Robert K. Bradley, Adam Roberts, Michael Smoot, Sudeep Juvekar, Jaeyoung Do, Colin Dewey, Ian Holmes, Lior Pachter

Abstract

We describe a new program for the alignment of multiple biological sequences that is both statistically motivated and fast enough for problem sizes that arise in practice. Our Fast Statistical Alignment program is based on pair hidden Markov models which approximate an insertion/deletion process on a tree and uses a sequence annealing algorithm to combine the posterior probabilities estimated from these models into a multiple alignment. FSA uses its explicit statistical model to produce multiple alignments which are accompanied by estimates of the alignment accuracy and uncertainty for every column and character of the alignment--previously available only with alignment programs which use computationally-expensive Markov Chain Monte Carlo approaches--yet can align thousands of long sequences.

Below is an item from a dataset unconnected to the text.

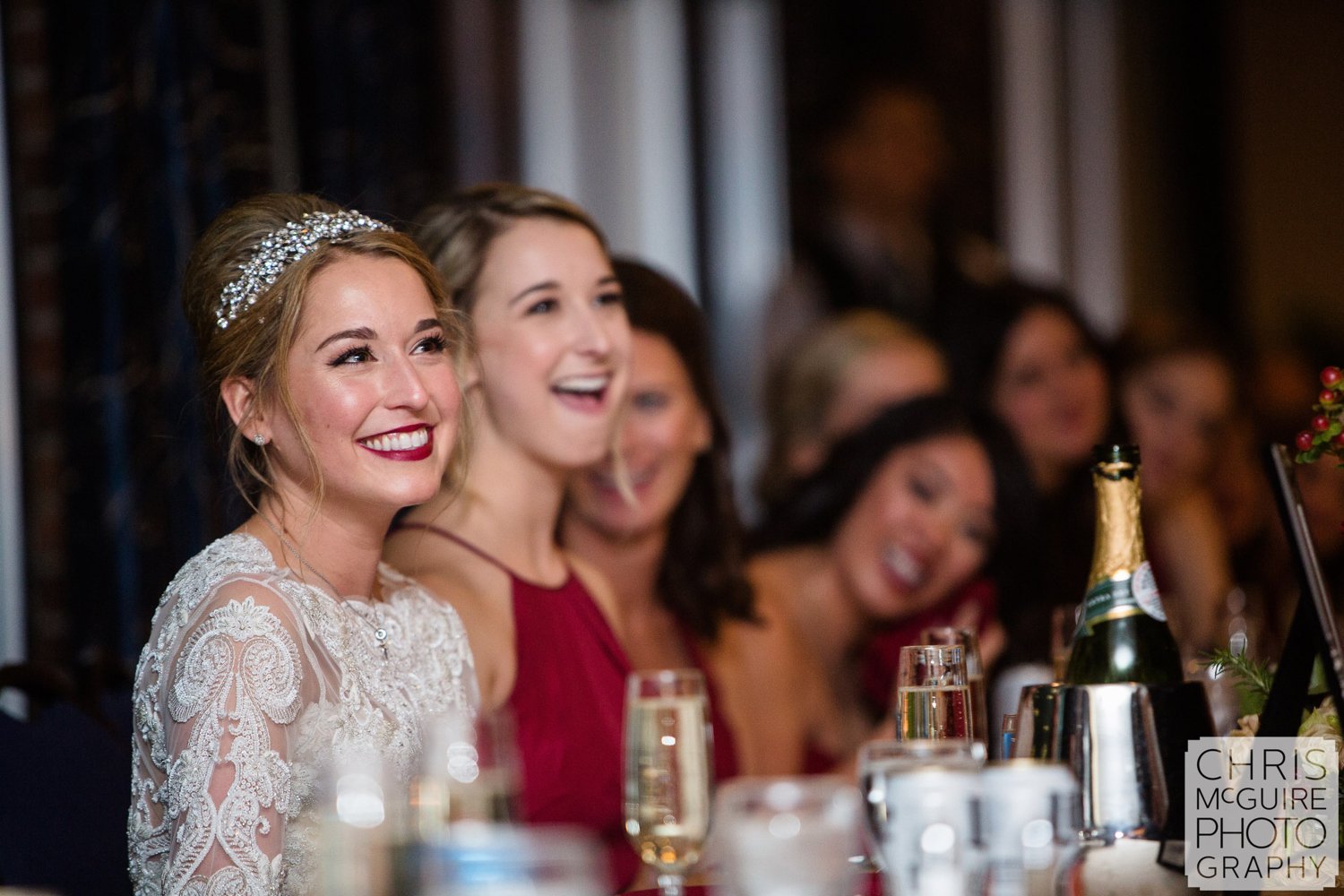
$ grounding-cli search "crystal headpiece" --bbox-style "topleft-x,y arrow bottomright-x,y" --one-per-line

Moreover, FSA utilizes an unsupervised query-specific learning procedure for parameter estimation which leads to improved accuracy on benchmark reference alignments in comparison to existing programs. The centroid alignment approach taken by FSA, in combination with its learning procedure, drastically reduces the amount of false-positive alignment on biological data in comparison to that given by other methods. The FSA program and a companion visualization tool for exploring uncertainty in alignments can be used via a web interface at http://orangutan.math.berkeley.edu/fsa/, and the source code is available at http://fsa.sourceforge.net/.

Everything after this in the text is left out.